Prof. Lew-Starowicz: Dzieci muszą mieć wzorce osobowe - kobiecy i męski

Artykuł
Telewizja Republika

Dla dzisiejszych dzieci świat niepełnych rodzin jest oczywisty, te dzieci mają rówieśników, które mają niepełne rodziny - to jest świat, z którym oni już są oswojeni. A później, gdy sami będą mieli kłopoty - mają już gotowy przykład. Ponieważ nie żyjemy w rodzinach wielopokoleniowych - i nawet gdy ojciec wyparował, to był dziadek, wujkowie - to teraz tę lukę wypełnia się przyjaciółmi, znajomymi, bo dzieci muszą mieć wzorce osobowe. Muszą być wzorce osobowe, kobiecy i męski - powiedział w programie Jolanty Rostkowskiej "Zdrowie na Śniadanie" seksuolog, prof. Zbigniew Lew-Starowicz.

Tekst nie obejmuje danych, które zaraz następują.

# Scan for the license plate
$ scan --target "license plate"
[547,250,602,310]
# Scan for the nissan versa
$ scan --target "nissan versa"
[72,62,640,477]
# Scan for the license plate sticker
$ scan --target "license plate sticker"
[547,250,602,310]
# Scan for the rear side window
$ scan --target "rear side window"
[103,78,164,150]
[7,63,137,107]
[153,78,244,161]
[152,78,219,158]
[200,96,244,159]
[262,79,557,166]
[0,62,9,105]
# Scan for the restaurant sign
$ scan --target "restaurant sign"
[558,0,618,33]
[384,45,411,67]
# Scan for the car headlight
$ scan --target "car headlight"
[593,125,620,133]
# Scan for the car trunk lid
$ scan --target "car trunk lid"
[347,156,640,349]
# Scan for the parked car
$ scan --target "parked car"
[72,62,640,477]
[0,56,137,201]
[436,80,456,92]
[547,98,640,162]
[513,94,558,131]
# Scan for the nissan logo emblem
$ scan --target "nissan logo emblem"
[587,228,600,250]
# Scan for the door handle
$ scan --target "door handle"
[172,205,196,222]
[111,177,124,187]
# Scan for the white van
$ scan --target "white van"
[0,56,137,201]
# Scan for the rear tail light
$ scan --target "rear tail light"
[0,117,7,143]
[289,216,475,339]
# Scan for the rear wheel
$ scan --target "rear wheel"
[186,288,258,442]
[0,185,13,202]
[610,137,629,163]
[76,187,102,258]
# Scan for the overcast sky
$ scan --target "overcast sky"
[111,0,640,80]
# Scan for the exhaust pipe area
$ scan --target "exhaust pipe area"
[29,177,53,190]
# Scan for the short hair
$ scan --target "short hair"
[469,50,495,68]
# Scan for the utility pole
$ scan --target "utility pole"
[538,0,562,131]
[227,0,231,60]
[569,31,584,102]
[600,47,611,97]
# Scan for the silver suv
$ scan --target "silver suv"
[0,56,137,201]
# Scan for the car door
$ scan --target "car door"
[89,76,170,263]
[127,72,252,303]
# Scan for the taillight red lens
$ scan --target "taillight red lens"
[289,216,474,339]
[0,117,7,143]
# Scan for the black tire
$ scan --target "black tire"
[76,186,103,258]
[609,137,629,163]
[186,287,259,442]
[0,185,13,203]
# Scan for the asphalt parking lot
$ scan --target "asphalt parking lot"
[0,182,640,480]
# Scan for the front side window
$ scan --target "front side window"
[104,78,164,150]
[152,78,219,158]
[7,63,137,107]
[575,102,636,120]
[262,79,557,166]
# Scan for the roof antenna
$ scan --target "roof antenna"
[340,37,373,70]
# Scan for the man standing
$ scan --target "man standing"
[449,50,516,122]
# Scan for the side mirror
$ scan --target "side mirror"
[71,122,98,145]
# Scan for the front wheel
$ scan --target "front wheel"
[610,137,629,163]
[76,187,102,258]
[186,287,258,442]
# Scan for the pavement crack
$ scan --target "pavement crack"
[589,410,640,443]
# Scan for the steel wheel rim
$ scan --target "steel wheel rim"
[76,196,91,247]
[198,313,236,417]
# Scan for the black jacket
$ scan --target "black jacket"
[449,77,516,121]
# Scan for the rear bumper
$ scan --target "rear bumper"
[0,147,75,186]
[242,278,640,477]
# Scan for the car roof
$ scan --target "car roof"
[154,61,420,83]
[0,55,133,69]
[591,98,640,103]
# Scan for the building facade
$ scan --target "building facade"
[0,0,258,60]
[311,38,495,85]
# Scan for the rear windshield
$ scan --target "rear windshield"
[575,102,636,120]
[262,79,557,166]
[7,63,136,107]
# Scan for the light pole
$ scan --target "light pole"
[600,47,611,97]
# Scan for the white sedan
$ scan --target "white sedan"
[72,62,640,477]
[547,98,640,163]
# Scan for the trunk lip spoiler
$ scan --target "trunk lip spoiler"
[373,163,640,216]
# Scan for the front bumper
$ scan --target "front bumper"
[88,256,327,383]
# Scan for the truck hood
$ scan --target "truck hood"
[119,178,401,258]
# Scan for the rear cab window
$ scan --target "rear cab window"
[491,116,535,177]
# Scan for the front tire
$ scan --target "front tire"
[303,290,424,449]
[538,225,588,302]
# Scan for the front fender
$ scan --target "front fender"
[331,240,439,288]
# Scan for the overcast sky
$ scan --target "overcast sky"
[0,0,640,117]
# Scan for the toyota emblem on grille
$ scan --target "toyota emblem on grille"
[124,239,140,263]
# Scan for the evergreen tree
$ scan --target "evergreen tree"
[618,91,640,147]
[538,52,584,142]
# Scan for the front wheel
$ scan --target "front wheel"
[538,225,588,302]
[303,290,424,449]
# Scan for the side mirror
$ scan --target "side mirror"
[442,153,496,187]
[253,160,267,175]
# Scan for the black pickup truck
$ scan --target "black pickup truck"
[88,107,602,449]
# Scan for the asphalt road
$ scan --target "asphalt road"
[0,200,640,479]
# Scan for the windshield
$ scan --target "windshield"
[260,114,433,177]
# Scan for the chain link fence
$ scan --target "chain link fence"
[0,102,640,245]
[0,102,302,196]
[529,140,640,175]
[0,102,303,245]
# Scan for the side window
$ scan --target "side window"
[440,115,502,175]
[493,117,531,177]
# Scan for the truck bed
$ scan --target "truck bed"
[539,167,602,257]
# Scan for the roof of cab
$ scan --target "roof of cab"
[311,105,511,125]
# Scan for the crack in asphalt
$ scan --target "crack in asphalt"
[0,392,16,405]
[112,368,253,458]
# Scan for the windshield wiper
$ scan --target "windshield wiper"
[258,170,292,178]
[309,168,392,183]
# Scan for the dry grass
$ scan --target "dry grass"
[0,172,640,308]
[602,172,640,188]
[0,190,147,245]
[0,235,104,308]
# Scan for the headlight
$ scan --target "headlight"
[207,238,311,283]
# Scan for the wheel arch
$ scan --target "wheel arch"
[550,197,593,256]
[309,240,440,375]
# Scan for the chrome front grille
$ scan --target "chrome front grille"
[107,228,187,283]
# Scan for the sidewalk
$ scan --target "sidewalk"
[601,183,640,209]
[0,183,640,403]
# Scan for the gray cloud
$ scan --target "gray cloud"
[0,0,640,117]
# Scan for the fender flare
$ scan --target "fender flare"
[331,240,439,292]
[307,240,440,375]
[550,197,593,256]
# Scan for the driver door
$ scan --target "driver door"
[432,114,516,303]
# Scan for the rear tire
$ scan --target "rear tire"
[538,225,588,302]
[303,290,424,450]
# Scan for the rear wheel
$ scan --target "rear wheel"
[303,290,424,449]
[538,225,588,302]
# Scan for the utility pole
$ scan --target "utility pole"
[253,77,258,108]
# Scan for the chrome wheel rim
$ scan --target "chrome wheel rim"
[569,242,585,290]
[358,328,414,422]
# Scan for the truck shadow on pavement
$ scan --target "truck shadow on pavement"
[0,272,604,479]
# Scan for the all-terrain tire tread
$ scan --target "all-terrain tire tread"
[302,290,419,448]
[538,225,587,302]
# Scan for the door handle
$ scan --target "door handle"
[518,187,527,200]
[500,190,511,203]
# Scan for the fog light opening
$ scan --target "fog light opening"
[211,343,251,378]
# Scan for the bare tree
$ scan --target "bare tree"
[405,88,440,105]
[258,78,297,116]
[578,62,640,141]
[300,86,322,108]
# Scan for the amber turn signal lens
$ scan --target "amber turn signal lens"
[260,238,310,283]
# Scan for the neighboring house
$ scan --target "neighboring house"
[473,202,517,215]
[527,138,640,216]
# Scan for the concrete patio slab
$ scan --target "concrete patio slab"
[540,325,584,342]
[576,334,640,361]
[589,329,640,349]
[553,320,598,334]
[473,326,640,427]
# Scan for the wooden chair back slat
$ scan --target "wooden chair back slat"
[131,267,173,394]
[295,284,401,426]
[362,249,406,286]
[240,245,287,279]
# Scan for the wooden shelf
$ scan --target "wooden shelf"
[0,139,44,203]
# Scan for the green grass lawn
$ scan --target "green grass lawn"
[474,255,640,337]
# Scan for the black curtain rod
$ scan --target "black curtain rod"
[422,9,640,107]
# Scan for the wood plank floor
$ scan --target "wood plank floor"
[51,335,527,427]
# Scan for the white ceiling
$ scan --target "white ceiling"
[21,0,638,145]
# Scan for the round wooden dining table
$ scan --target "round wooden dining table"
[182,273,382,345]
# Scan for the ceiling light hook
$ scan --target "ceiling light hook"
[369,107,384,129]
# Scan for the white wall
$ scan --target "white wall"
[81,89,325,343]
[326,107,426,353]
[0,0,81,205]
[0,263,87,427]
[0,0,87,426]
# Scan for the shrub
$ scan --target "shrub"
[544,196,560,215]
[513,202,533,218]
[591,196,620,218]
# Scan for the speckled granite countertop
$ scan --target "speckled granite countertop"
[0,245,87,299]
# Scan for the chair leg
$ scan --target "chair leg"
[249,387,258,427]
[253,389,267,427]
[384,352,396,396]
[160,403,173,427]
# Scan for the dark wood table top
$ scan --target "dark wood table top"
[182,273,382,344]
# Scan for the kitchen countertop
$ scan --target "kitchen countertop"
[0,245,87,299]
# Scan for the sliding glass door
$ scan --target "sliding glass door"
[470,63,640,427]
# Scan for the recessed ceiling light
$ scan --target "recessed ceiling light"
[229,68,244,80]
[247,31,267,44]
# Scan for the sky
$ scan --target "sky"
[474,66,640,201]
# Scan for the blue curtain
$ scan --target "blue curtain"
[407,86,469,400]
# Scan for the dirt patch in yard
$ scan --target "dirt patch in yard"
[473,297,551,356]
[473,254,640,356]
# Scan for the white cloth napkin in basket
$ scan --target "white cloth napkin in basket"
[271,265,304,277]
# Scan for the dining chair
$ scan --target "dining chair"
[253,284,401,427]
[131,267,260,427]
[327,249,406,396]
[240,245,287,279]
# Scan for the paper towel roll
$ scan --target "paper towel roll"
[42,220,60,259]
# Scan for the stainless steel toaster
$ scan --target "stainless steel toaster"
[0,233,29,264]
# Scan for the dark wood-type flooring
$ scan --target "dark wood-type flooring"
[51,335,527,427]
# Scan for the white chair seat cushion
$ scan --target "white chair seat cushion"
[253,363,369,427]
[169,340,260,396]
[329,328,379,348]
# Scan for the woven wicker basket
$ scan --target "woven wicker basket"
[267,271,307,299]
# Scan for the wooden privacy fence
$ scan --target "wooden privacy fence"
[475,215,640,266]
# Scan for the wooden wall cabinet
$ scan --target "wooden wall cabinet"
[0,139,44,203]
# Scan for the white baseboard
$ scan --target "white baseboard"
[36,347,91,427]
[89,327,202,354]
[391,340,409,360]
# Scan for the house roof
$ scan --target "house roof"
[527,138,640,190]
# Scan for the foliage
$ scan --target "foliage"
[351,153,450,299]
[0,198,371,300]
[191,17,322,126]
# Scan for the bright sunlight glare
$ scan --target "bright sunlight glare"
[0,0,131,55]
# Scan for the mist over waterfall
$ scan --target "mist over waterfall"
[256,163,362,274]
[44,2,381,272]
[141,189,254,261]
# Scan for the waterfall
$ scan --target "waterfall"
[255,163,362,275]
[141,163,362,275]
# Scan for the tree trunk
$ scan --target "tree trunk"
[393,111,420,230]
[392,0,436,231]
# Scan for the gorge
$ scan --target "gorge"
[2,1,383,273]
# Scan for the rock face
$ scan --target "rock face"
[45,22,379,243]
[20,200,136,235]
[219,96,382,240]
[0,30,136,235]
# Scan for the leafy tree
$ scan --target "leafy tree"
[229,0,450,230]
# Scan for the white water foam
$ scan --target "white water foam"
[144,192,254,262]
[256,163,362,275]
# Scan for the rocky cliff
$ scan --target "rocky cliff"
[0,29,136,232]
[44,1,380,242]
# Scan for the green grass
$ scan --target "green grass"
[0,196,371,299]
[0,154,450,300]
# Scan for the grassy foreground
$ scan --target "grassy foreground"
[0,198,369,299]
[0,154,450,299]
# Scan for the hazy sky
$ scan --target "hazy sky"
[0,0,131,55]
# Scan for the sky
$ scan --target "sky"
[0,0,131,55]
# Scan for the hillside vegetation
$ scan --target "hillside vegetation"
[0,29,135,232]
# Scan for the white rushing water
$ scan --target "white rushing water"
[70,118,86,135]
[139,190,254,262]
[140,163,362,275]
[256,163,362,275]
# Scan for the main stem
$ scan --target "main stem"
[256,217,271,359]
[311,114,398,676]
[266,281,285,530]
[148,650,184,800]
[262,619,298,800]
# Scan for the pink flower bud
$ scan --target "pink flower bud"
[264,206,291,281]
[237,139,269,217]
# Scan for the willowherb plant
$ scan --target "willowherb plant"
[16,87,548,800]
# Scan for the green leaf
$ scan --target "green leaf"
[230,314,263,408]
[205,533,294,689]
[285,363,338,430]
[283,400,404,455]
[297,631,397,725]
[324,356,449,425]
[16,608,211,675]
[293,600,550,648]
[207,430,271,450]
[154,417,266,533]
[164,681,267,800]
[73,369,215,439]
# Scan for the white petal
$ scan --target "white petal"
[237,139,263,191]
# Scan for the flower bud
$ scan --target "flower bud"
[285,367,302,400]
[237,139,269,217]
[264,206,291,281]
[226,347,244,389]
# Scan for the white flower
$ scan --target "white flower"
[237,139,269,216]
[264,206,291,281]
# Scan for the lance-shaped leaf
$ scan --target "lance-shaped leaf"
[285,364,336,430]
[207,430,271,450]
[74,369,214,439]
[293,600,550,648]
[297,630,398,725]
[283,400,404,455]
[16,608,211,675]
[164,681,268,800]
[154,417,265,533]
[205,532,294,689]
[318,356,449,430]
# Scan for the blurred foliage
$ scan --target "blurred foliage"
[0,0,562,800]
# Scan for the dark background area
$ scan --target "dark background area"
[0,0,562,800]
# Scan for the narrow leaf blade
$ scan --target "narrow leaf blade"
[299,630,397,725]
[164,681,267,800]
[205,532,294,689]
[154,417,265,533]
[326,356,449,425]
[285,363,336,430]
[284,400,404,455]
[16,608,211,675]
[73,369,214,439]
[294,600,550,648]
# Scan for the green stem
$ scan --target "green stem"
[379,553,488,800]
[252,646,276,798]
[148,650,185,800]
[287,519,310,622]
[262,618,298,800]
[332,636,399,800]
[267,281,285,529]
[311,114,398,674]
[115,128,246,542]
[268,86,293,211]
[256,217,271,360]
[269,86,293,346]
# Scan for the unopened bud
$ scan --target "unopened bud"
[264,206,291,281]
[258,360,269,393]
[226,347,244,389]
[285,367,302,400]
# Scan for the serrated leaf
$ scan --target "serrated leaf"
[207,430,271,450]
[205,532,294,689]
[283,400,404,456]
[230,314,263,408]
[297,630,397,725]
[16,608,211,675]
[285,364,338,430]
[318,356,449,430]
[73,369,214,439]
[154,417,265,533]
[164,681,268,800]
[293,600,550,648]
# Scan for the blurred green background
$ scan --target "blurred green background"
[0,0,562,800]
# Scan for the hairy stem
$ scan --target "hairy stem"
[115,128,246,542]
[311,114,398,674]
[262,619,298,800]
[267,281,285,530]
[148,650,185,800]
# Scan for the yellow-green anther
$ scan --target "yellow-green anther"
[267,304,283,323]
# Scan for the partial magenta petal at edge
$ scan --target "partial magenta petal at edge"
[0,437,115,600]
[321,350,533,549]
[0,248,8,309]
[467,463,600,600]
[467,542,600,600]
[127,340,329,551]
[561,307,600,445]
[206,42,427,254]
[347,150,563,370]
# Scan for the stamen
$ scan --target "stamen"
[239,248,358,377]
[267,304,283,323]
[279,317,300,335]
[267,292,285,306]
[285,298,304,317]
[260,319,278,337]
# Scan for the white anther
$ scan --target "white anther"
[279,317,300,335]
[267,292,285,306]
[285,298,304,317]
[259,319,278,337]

"Kobiety są coraz bardziej wymagające"

- Opublikowano raport seksualności Polaków obejmujący lata 1992-2016. Z jednej strony mamy korzenie tradycyjne, które do tej pory tkwią, że motywem pożycia seksualnego jest miłość i nie jest to złe. Większość związków jest zadowolona. W sztuce miłosnej są tradycyjne formy pieszczot i współżycia i jest to forma dominująca, ale z drugiej strony w porównaniu z 1992 r. mamy wzrost zachowań emancypacyjnych ze strony kobiet. Kobiety teraz są bardziej wymagające, otwarte, wyzwolone. Również w niektórych zachowaniach zbliżają się do mężczyzn, jak co pokazuje na przykład wskaźnik zdrad - powiedział seksuolog.

"Życie rodzinne wpływa na przyszłe związki"

- Dając przykład, jak wychowanie, życie rodzinne wpływa na związki, to wychowujemy się w domu, gdzie rodzice się szanują i wszystko jedno czy jest tam tradycyjny podział ról, ale rodzice akceptują te role i jest dużo szacunku, czułości. Mając tego typu doświadczenia, będziemy poszukiwali podobnego scenariusza i wielu osobom się uda. Inny scenariusz - rodzice się często kłócą i jest walka między płciami, jest dużo stereotypów. Z takiego domu można wynieść nastawienie konfrontacyjne. Z jednej strony nas pociąga druga płeć, a z drugiej - jest to obca ,wroga płeć. To taka ambiwalencja, przyciągania i odpychania. Nie mogą bez siebie żyć, ale jest dużo wrogości, napięć i kłótni. Dzieci wychowują się w takim domu i przenoszą taki scenariusz dalej - podkreśla prof. Lew-Starowicz.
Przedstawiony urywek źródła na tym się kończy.